Acute bronchospasm, cough, shortness of breath, followed by anuria and death.

Patient Information

• Advise patient or caregiver that alemtuzumab will be prepared and administered by health care professionals in a health care setting.
• Advise patient that additional medications to prevent infections and infusion-related reactions may be ordered and to take exactly as prescribed.
• Advise family or caregiver to report any of the following to health care provider: fever, sore throat, changes in heart rhythm, chest pain, chills, persistent nausea, vomiting, diarrhea, fainting, rash, hives, itching, any sign of infection, unexplained shortness of breath or difficulty breathing, mouth sores, bleeding or unusual bruising, any other unusual or unexplained feelings or symptoms.
• Advise patient that medication may cause drowsiness or dizziness and not to drive or perform other activities requiring mental alertness or coordination until tolerance is determined.
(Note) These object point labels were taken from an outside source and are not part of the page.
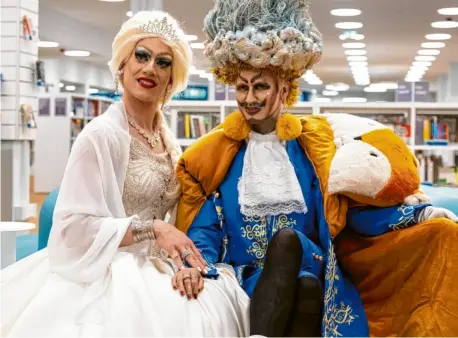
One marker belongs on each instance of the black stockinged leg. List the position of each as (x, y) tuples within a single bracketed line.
[(307, 312), (274, 294)]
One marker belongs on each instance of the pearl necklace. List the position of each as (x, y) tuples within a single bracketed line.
[(153, 140)]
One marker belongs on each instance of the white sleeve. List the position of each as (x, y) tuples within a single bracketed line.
[(86, 234)]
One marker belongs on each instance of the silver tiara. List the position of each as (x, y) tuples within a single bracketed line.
[(162, 28)]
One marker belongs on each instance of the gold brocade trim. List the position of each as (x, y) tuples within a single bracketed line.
[(281, 222), (334, 315), (257, 233), (407, 218)]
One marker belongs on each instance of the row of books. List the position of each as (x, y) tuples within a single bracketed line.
[(436, 130), (196, 125)]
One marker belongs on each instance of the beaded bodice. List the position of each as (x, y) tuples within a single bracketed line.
[(150, 187)]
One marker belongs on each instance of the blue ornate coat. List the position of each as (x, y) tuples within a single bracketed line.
[(226, 236)]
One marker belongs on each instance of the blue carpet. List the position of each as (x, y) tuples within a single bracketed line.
[(26, 245)]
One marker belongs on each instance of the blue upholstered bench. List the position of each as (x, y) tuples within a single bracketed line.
[(31, 243), (26, 245)]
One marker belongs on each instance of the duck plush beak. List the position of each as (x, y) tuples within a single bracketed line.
[(375, 168)]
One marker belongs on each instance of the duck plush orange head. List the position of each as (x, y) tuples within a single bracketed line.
[(372, 165)]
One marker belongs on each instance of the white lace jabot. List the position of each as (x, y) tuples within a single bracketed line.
[(269, 185)]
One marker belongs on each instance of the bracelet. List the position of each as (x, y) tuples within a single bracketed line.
[(141, 230)]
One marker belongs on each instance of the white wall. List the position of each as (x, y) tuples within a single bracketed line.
[(70, 70)]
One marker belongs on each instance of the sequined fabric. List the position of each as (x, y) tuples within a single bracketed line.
[(150, 185), (150, 191)]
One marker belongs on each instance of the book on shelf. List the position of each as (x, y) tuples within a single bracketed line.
[(76, 127), (435, 130), (196, 125)]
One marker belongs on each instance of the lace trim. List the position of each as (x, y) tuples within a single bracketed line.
[(269, 185), (273, 209)]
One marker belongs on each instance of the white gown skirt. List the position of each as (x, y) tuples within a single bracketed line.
[(136, 299)]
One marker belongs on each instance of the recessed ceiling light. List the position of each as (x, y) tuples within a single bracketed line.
[(190, 37), (388, 85), (425, 58), (438, 36), (429, 52), (358, 64), (356, 52), (349, 25), (322, 99), (197, 45), (432, 45), (351, 36), (351, 45), (330, 93), (375, 89), (444, 24), (47, 44), (448, 11), (315, 82), (354, 99), (77, 53), (421, 63), (345, 12), (338, 87), (357, 58)]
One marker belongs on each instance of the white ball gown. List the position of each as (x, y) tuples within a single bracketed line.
[(134, 297)]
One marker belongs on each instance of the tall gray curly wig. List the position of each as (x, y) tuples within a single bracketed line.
[(277, 34)]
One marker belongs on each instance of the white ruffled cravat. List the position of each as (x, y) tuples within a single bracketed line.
[(269, 185)]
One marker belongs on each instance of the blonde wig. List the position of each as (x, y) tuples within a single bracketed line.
[(255, 34), (147, 24)]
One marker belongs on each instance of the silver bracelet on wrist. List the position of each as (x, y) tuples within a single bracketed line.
[(141, 230)]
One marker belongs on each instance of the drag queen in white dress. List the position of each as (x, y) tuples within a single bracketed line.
[(107, 270)]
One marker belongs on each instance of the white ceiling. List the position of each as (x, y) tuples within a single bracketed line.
[(393, 29)]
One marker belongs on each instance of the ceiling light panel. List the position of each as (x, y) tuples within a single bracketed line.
[(438, 37), (432, 45), (349, 25), (353, 45), (444, 24), (448, 11), (429, 52), (355, 52), (345, 12)]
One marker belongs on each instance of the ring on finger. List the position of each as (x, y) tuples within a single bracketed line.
[(185, 254)]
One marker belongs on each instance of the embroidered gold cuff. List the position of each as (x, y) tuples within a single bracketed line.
[(141, 230)]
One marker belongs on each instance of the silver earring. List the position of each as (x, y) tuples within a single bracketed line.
[(117, 79), (167, 93)]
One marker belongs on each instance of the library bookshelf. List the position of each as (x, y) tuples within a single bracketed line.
[(191, 119)]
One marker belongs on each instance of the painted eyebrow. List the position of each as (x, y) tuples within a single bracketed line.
[(151, 52), (256, 77)]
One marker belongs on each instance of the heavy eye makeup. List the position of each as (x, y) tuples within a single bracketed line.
[(257, 87), (163, 61), (144, 56)]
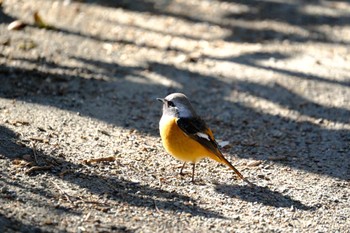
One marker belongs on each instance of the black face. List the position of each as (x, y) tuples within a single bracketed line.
[(169, 107)]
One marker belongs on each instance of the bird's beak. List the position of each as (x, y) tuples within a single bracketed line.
[(161, 100)]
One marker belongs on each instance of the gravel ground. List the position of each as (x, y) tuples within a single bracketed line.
[(79, 143)]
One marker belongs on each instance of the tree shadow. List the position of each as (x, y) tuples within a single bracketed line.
[(105, 97), (262, 195), (117, 189), (8, 224), (253, 59), (289, 13)]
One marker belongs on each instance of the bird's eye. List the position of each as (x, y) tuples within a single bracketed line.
[(171, 104)]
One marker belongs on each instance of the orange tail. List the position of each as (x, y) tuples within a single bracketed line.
[(221, 159)]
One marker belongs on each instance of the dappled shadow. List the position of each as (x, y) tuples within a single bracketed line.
[(109, 95), (117, 189), (8, 223), (289, 13), (262, 195), (5, 18), (254, 59)]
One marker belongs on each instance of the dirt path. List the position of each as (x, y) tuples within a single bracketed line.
[(271, 78)]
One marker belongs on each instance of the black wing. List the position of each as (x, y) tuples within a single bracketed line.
[(194, 127)]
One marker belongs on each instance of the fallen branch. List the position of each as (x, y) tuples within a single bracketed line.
[(98, 160), (37, 168)]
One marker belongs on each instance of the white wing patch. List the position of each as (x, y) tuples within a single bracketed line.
[(203, 135)]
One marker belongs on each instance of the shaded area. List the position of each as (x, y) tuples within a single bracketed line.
[(9, 224), (290, 13), (116, 189), (71, 91), (262, 195)]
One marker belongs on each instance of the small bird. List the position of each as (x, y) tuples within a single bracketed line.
[(186, 136)]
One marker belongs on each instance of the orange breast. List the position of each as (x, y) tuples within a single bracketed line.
[(178, 144)]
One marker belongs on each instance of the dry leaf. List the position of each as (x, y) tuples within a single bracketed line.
[(16, 25), (40, 22), (254, 163)]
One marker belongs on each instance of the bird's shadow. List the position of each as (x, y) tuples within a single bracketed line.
[(257, 194)]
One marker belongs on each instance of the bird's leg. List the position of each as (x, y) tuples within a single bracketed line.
[(181, 173), (193, 169)]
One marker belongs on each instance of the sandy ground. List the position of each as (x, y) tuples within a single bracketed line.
[(270, 77)]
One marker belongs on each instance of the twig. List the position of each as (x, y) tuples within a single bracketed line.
[(37, 168), (35, 154), (63, 192), (98, 160)]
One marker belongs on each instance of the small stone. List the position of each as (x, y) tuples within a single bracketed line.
[(254, 163)]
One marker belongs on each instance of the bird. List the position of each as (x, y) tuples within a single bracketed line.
[(186, 136)]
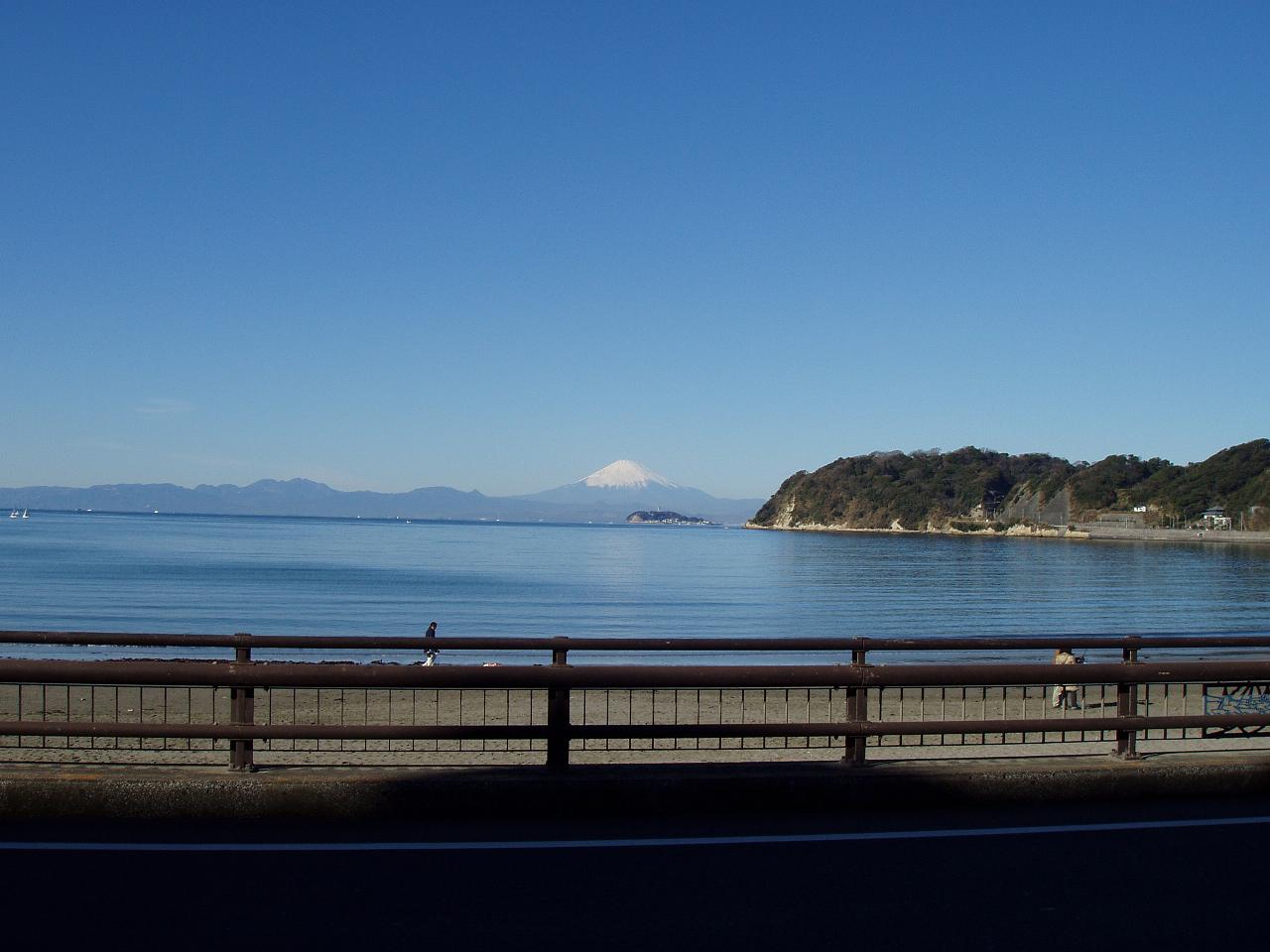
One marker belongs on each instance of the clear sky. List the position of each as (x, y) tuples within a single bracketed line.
[(499, 245)]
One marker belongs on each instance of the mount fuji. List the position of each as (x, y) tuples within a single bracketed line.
[(622, 486), (607, 495)]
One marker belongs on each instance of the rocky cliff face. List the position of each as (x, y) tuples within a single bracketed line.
[(1032, 507)]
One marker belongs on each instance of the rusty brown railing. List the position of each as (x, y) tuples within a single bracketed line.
[(853, 676)]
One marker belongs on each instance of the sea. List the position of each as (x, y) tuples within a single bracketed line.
[(190, 574)]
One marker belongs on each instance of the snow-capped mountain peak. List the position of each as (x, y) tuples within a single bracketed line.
[(625, 474)]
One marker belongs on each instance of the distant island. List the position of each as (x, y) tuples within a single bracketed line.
[(665, 518), (983, 492)]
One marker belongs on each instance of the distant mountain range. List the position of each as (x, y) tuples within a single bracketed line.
[(607, 495), (982, 489)]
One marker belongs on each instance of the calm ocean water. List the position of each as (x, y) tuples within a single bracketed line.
[(222, 574)]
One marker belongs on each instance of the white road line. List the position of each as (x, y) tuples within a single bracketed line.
[(656, 842)]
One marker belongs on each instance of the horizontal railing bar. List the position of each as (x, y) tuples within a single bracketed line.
[(291, 674), (272, 731), (597, 644), (626, 731)]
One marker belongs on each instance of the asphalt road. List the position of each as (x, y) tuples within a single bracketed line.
[(1091, 876)]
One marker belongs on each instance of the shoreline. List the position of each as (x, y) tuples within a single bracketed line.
[(1084, 532)]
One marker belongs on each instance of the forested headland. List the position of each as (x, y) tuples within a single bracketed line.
[(982, 490)]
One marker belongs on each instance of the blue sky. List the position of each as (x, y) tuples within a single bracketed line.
[(500, 245)]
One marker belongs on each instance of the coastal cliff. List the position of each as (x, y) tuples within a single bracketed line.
[(983, 492)]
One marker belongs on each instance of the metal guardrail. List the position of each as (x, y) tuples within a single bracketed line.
[(856, 679)]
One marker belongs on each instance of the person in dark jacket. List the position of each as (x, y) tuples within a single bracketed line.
[(431, 653), (1066, 694)]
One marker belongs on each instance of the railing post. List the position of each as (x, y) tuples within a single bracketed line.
[(857, 710), (558, 715), (243, 711), (1127, 706)]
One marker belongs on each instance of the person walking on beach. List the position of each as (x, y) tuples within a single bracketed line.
[(1066, 694), (430, 654)]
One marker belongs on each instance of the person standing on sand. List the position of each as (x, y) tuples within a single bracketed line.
[(1066, 694), (430, 654)]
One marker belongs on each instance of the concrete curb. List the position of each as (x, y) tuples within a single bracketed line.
[(432, 793)]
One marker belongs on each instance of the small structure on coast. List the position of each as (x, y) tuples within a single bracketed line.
[(1215, 518)]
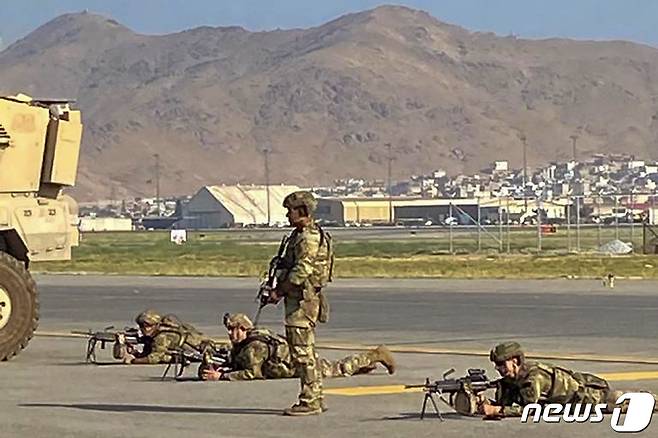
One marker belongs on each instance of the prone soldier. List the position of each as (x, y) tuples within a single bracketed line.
[(161, 336), (259, 353), (524, 382)]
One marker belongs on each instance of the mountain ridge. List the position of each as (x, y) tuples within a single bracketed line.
[(328, 99)]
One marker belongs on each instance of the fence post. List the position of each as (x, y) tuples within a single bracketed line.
[(598, 228), (538, 224), (616, 217), (577, 224), (568, 223), (450, 229), (500, 225), (479, 234), (632, 221)]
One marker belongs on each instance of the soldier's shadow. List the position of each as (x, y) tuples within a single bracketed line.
[(428, 416), (105, 407)]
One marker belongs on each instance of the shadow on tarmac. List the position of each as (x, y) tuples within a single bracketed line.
[(428, 416), (154, 408)]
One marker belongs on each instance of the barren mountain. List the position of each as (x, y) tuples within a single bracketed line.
[(328, 99)]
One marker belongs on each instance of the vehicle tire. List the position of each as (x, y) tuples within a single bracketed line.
[(19, 306)]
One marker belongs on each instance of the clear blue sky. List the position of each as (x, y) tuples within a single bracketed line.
[(634, 20)]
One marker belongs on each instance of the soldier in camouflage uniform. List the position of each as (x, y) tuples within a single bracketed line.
[(526, 382), (162, 335), (261, 354), (300, 278)]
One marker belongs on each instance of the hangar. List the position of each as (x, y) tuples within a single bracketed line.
[(236, 206)]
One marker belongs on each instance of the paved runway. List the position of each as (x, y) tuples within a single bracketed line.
[(47, 392)]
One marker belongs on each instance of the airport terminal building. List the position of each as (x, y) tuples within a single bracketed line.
[(236, 206)]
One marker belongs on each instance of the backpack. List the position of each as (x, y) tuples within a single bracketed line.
[(325, 259)]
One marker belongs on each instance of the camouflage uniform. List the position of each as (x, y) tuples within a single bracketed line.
[(266, 355), (170, 334), (544, 383), (299, 278)]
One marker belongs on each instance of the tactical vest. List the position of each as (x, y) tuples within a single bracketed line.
[(278, 353), (323, 262), (568, 383)]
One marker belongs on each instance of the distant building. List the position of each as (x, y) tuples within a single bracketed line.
[(230, 206), (501, 166), (346, 211), (91, 224)]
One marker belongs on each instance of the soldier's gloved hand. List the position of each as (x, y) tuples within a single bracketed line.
[(275, 297), (488, 409), (211, 374)]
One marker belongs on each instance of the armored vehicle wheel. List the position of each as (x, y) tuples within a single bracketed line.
[(19, 306)]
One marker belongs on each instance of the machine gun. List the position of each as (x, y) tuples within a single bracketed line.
[(464, 392), (270, 282), (131, 335), (217, 358)]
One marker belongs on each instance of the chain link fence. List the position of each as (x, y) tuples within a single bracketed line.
[(606, 224)]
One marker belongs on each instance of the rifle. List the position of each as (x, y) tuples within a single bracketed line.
[(270, 282), (132, 336), (210, 356), (464, 392)]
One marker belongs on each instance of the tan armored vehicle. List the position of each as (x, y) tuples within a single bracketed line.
[(39, 148)]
• Caution patient not to receive live viral vaccines during treatment with, or within several months after completing therapy with, alemtuzumab.
• Advise women of childbearing potential and men of reproductive potential to use effective contraception during and for at least 6 mo following treatment.
• Instruct women not to breast-feed during treatment and for at least 3 mo following the last dose of alemtuzumab.